Dua Formasi CPNS Lobat 2021 akan Diberikan untuk Difabel

Ilustrasi tes CPNS (Inside Lombok /dok)

Lombok Barat (Inside Lombok) – Ada dua jatah kursi CPNS yang disediakan bagi difabel di Lombok Barat. Rencananya akan ditempatkan untuk nantinya bertugas di Rumah Sakit Tripat Gerung dan rumah sakit Awet Muda, Narmada (RSAM).

“Kita diinformasikan dua persen dari formasi (sebanyak 1.876) itu harus kita berikan untuk rekan-rekan yang menyandang disabilitas” kata Kepala BKDPSDM Lobar, Syahrudin, saat ditemui di ruang kerjanya, Kamis (24/06/2021).

Sehingga dari 124 formasi, akan ada dua kuota yang diberikan bagi penyandang disabilitas. Di mana nantinya mereka akan diposisikan tidak pada bagian yang mengurusi teknis atau pelayanan yang urgent.

“Nanti yang akan ditempatkan di RSAM akan kita posisikan di bagian tenaga IT, kemudian yang di Tripat itu di poli gizi” bebernya.

Lebih spesifik, Kasubid Pengadaan BKDPSDM Lobar, Hirman Zulkarnaen memperjelas, terkait penempatan formasi bagi para disabilitas ini didasarkan atas formasi yang paling banyak dibuka. Dalam hal ini formasi itu berkaitan dengan tenaga kesehatan bagian perawat. Namun, hal itu dirasa tidak memungkinkan.

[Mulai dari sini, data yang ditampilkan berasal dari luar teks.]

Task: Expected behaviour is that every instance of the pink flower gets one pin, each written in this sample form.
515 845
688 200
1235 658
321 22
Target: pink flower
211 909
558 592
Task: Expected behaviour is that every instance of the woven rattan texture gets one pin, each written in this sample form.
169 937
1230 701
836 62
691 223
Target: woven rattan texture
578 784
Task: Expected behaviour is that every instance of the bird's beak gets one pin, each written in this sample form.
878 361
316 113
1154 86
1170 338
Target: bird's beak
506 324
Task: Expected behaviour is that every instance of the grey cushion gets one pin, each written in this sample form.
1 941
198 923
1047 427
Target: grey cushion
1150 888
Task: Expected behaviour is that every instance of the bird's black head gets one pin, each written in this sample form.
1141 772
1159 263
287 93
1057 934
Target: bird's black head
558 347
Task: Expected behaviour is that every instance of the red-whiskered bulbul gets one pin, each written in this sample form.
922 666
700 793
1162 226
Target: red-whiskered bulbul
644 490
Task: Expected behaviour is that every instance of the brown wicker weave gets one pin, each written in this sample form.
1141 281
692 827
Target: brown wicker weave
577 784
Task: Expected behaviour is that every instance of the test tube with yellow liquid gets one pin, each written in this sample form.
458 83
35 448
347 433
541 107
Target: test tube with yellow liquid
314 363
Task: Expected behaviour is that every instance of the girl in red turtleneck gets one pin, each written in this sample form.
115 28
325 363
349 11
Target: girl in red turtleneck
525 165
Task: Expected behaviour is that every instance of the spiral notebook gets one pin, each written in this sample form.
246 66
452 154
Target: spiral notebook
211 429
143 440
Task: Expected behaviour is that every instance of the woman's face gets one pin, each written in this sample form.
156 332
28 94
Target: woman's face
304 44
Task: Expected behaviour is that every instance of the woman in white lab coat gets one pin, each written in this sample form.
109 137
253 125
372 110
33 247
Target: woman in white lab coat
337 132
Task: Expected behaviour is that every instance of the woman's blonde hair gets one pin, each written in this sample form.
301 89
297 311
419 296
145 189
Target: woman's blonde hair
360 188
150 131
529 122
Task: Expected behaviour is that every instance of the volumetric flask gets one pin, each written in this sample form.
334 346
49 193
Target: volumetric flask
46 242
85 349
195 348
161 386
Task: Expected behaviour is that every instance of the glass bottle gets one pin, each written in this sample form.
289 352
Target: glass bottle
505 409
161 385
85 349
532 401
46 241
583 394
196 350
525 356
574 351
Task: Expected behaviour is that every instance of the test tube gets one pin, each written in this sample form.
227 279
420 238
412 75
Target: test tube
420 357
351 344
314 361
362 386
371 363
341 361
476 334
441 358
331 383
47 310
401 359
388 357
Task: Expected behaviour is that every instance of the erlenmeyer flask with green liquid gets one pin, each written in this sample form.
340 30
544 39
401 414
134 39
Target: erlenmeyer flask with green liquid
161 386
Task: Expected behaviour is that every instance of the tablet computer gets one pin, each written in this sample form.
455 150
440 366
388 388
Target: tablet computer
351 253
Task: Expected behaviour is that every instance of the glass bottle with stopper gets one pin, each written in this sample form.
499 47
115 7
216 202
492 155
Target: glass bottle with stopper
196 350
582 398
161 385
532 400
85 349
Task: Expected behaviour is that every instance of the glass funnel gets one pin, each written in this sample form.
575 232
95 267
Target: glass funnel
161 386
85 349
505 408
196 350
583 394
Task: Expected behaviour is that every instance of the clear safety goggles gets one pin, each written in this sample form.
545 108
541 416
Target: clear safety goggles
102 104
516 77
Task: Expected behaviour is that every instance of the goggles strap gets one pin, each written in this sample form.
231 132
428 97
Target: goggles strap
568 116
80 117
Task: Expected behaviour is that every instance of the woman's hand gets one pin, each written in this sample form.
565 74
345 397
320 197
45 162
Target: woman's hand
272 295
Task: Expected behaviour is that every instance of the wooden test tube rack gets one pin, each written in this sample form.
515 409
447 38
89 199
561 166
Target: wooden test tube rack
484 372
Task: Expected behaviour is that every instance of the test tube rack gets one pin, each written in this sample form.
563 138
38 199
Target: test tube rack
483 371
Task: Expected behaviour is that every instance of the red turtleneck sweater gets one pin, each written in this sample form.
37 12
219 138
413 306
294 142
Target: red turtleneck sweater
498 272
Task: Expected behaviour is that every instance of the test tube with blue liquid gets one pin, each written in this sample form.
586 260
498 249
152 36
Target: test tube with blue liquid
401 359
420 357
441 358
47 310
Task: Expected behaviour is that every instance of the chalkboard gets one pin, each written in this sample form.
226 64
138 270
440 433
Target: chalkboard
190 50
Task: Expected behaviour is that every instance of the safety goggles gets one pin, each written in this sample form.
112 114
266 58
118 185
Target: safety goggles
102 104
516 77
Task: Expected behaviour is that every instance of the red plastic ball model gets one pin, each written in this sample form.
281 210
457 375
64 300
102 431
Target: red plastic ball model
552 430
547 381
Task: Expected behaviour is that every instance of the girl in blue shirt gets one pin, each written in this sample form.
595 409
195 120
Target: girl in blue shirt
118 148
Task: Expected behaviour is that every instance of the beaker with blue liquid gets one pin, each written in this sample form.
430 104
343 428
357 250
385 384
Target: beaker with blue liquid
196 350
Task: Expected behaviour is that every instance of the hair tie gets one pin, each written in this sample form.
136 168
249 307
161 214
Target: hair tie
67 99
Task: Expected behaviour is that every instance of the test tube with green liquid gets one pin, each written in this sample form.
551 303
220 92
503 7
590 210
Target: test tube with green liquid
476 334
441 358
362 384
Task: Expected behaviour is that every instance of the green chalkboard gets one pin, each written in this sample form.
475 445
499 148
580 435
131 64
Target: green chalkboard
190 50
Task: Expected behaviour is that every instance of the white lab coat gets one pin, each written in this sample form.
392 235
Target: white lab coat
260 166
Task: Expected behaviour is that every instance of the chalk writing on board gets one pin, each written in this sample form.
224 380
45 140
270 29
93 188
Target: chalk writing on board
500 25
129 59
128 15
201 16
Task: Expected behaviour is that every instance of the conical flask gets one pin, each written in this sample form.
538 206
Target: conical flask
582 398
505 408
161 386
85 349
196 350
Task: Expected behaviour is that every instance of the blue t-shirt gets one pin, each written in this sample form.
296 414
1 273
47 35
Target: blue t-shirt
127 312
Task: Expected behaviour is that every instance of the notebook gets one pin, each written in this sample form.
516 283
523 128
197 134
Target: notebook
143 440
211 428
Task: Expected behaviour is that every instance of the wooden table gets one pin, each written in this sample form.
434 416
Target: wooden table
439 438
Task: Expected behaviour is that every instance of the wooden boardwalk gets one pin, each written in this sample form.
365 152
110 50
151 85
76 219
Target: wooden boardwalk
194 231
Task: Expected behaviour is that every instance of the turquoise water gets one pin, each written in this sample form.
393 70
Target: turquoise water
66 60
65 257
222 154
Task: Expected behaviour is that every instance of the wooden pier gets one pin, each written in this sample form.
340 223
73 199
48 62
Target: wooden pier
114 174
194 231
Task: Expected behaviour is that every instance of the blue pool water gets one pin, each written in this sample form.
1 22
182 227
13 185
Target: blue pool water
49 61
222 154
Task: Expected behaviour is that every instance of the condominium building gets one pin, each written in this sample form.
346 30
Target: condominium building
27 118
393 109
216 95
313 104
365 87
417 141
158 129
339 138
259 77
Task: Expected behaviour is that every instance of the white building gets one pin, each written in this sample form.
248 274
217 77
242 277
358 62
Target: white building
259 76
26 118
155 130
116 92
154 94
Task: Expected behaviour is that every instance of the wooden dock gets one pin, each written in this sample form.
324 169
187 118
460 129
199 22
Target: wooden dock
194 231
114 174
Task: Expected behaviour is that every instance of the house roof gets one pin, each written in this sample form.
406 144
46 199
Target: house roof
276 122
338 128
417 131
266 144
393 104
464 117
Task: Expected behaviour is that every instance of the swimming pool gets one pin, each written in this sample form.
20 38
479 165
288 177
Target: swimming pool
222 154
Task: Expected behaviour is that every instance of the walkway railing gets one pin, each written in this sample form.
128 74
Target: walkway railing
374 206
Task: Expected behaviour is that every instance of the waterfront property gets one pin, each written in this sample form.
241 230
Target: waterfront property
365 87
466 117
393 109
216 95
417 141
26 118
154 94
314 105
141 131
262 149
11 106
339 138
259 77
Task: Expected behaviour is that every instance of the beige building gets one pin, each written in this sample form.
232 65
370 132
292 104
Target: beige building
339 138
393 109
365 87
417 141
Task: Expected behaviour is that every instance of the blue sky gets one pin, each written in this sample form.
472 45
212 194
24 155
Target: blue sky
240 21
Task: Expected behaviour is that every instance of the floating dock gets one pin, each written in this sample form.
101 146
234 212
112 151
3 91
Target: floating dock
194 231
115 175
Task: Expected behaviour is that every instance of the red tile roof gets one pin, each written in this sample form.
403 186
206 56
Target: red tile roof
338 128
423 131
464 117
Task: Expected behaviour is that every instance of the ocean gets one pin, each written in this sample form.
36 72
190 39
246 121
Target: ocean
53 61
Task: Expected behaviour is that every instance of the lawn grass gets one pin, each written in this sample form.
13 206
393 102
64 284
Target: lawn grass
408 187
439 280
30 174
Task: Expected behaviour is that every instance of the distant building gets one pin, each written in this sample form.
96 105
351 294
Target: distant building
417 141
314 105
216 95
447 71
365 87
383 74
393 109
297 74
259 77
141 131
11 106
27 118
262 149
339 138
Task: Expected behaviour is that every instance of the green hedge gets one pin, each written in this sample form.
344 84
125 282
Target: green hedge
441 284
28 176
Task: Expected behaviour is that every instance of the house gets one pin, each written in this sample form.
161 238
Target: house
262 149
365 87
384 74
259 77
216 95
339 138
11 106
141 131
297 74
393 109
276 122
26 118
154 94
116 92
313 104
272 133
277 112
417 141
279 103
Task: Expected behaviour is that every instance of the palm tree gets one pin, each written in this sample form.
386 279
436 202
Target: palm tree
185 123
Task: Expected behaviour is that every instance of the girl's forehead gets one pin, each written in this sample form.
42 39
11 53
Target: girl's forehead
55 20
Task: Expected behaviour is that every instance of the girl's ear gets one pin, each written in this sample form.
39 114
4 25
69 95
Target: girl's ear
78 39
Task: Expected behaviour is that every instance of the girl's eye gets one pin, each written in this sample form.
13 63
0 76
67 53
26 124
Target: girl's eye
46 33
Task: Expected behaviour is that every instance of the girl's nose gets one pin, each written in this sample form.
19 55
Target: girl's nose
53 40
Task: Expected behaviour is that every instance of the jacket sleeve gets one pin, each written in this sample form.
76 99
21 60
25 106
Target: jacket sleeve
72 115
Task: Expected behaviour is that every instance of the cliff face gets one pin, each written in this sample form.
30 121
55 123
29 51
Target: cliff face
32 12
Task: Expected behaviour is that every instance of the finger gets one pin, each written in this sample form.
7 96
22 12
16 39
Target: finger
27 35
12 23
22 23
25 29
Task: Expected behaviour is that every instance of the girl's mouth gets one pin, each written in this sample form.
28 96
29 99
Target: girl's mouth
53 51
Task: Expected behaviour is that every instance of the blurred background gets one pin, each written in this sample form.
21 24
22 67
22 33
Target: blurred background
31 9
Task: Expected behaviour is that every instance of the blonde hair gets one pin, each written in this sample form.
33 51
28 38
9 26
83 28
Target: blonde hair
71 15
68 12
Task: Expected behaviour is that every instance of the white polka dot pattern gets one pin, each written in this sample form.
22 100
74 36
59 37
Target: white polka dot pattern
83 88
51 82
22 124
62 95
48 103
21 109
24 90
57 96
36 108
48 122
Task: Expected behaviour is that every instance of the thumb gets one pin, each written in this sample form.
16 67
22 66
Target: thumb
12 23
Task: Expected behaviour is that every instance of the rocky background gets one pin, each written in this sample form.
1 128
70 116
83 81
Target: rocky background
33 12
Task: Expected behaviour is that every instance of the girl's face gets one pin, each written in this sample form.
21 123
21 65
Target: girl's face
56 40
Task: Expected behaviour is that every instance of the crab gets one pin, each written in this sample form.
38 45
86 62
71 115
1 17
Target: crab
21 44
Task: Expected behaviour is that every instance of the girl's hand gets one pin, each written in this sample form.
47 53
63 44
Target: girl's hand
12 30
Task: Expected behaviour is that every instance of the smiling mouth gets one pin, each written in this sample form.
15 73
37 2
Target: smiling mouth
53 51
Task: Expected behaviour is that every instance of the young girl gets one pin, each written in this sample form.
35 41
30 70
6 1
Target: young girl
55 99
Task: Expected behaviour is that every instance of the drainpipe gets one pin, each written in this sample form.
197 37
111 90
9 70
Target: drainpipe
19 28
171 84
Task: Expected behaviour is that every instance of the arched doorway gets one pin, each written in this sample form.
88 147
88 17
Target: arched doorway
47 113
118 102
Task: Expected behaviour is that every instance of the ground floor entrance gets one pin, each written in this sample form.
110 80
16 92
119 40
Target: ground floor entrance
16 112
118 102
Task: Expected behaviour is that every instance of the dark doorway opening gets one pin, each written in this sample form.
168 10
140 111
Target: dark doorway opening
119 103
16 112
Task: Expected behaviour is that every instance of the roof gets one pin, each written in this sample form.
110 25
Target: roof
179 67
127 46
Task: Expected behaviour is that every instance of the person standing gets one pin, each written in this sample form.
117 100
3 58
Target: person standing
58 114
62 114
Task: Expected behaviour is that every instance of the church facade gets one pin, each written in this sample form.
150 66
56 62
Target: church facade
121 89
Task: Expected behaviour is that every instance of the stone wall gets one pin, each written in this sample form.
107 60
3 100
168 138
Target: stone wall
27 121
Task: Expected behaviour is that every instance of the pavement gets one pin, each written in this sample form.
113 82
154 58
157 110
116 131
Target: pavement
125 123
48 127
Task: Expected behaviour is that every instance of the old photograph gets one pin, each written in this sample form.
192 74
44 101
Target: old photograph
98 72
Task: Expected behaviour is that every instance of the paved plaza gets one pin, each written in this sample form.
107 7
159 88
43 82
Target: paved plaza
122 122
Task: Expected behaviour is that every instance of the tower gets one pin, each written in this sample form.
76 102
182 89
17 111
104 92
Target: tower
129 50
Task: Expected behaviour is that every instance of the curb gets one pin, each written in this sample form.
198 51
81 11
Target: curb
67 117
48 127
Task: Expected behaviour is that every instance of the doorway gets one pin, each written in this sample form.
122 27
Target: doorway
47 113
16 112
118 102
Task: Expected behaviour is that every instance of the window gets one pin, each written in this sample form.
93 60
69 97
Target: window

Sehingga para difabel ini akan diposisikan pada bagian administrasi yang tidak bersentuhan langsung dengan pelayanan masyarakat ataupun teknis.

“Itu yang paling memungkinkan, karena kan tidak mungkin kuta alihkan rekan disabilitas ini ke perawat atau hal-hal yang sifatnya urgent” jelas dia.

Kedua rumah sakit yang ada di Lobar itu pun diakuinya telah menyatakan kesiapan terkait hal tersebut. Dia juga menjelaskan, bahwa nantinya peserta yang akan mengikuti tes diharuskan untuk menunjukkan surat keterangan tingkat disabilitasnya.

“Karena kita juga perlu mengetahui, sejauh mana tingkat disabilitasnya itu mampu mendukung atau memengaruhi pekerjaan itu” jelas dia.

Selain surat keterangan tersebut, dirinya menyebut, peserta juga nantinya diharuskan untuk mengunggah video. Yang berisikan rutinitas hariannya yang sekiranya dapat menunjang pekerjaan mereka nantinya.